Yo sí lloraré el cierre de este ramal. No por lo que fué, sino por lo que podía haber sido si no se hubieran hecho las cosas a medias. Increíble que constantemente estemos dispuesto a darle de hostias a lo más frágil e indispensable, mientras que nos resignamos a un despilfarro para fortalecer a aquello que es fuerte por si mismo y no aporta ningun servicio básico.
Cuando este país haya quebrado y la gente tenga que pelearse por un trozo de pan, ya ni hablar de gasolina para los coches, nos preguntaremos como fuimos tan GILIPOLLAS (con perdón pero no hay otra palabra) de no fortalecer los servicios más básicos y universales cuando teníamos varias veces la cantidad de dinero que haría falta, desperdiciado en memeces. Porque eso es el AVE contrapuesto a la inversión necesaria en regionales y cercanías, una vil memez.
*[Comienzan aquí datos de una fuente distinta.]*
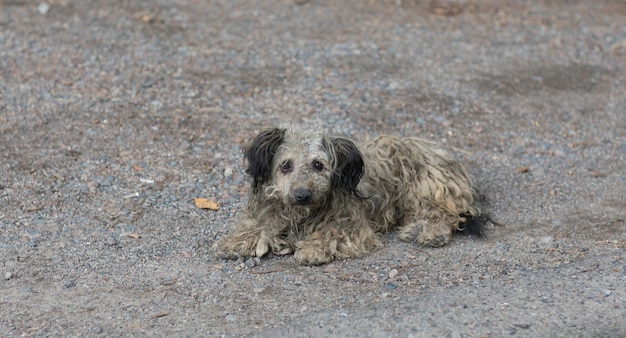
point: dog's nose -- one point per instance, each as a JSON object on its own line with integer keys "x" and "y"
{"x": 302, "y": 196}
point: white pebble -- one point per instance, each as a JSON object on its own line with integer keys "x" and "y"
{"x": 43, "y": 8}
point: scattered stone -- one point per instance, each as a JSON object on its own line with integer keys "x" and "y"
{"x": 111, "y": 241}
{"x": 250, "y": 263}
{"x": 390, "y": 286}
{"x": 228, "y": 172}
{"x": 7, "y": 275}
{"x": 43, "y": 8}
{"x": 69, "y": 284}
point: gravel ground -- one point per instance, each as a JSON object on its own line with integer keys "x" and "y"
{"x": 115, "y": 115}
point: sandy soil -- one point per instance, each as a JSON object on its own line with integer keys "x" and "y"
{"x": 115, "y": 115}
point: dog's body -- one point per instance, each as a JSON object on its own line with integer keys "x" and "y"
{"x": 323, "y": 198}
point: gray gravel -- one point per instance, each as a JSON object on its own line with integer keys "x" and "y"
{"x": 115, "y": 115}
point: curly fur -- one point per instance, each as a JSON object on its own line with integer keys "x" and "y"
{"x": 324, "y": 198}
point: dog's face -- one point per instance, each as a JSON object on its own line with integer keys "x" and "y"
{"x": 302, "y": 168}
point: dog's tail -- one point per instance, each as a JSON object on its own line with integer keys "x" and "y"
{"x": 475, "y": 225}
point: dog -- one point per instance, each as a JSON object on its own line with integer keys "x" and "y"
{"x": 323, "y": 198}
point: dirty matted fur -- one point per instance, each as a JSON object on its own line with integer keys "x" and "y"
{"x": 323, "y": 198}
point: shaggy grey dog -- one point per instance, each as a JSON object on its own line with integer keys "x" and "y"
{"x": 324, "y": 198}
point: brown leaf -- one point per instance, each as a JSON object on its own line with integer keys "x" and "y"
{"x": 204, "y": 203}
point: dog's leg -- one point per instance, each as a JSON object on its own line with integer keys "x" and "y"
{"x": 251, "y": 239}
{"x": 329, "y": 243}
{"x": 434, "y": 230}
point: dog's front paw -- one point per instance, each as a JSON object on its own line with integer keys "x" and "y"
{"x": 433, "y": 240}
{"x": 311, "y": 254}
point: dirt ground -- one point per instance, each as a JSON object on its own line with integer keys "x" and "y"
{"x": 115, "y": 115}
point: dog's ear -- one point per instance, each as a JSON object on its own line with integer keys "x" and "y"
{"x": 347, "y": 162}
{"x": 259, "y": 154}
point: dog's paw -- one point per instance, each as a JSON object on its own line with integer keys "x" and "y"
{"x": 433, "y": 240}
{"x": 281, "y": 246}
{"x": 409, "y": 233}
{"x": 234, "y": 247}
{"x": 312, "y": 255}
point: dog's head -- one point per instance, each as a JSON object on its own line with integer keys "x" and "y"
{"x": 302, "y": 168}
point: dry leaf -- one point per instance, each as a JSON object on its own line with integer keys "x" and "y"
{"x": 204, "y": 203}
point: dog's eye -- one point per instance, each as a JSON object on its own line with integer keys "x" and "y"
{"x": 285, "y": 167}
{"x": 317, "y": 165}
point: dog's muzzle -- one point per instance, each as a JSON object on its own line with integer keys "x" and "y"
{"x": 302, "y": 196}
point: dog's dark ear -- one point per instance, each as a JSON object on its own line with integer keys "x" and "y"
{"x": 347, "y": 162}
{"x": 259, "y": 154}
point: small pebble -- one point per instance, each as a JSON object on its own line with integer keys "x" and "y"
{"x": 111, "y": 240}
{"x": 250, "y": 263}
{"x": 8, "y": 275}
{"x": 389, "y": 286}
{"x": 228, "y": 172}
{"x": 43, "y": 8}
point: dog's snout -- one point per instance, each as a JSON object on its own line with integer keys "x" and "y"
{"x": 302, "y": 196}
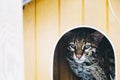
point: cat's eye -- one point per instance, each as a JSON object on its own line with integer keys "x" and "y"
{"x": 87, "y": 46}
{"x": 72, "y": 47}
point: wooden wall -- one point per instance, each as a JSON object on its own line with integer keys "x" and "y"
{"x": 46, "y": 20}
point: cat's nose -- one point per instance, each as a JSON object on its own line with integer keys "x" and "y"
{"x": 78, "y": 56}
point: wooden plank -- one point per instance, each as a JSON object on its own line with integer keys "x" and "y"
{"x": 95, "y": 14}
{"x": 29, "y": 40}
{"x": 47, "y": 34}
{"x": 11, "y": 40}
{"x": 114, "y": 30}
{"x": 71, "y": 14}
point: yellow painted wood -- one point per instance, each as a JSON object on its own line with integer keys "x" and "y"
{"x": 71, "y": 14}
{"x": 47, "y": 20}
{"x": 47, "y": 34}
{"x": 29, "y": 40}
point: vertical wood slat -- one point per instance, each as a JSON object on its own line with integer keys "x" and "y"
{"x": 29, "y": 40}
{"x": 114, "y": 31}
{"x": 107, "y": 16}
{"x": 47, "y": 34}
{"x": 95, "y": 14}
{"x": 83, "y": 12}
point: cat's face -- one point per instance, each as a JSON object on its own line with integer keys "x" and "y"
{"x": 83, "y": 49}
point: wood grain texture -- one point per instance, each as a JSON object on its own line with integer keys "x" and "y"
{"x": 11, "y": 41}
{"x": 29, "y": 41}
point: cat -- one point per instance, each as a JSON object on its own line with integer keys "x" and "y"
{"x": 85, "y": 59}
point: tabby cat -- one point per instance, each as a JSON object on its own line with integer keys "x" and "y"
{"x": 85, "y": 58}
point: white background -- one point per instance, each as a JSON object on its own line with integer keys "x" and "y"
{"x": 11, "y": 40}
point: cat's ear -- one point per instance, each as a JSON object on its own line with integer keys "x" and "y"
{"x": 97, "y": 36}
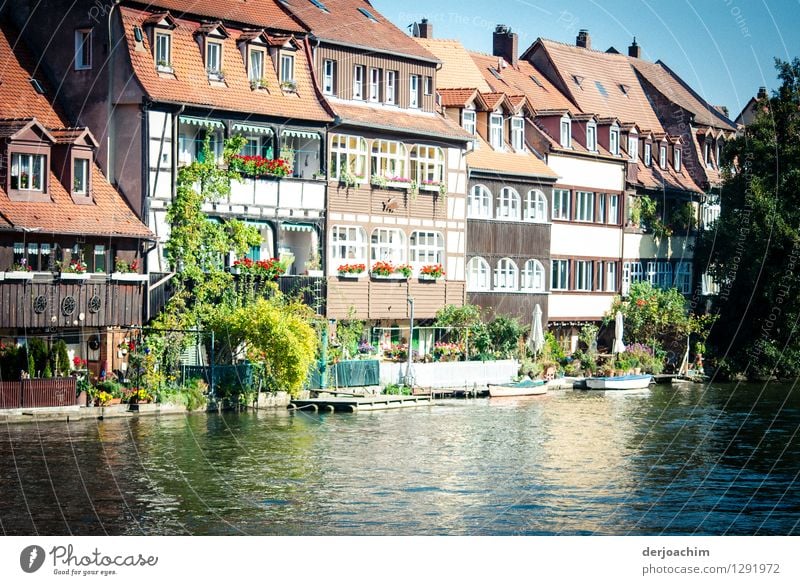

Le ponemos pegas al gasto en ferrocarril convencional, aunque se trate de una fracción de la inversión que requiere un AVE, dejando castrados a proyectos con infinitamente más rendimiento social.
No entiendo cuantas veces la mentalidad cortoplacista de este país tiene que volver como un búmerang a castigar a la sociedad hasta que nos demos cuenta que hay que pensar más lejos que de aqui a cuatro años como hacen los políticos, que hay que estar por encima del electoralismo y pensar en la rentabilidad de las inversiones, no sólamente en si podremos venderle nuestro voto al caudillo de turno porque nos deja ir a aplaudir un tren que tarde nosekuanpocos minutos a Barcelona (y que nunca tomaremos porque es tan caro que mejor voy en coche) mientras dejamos que se PUDRA todo lo que queda entre medio.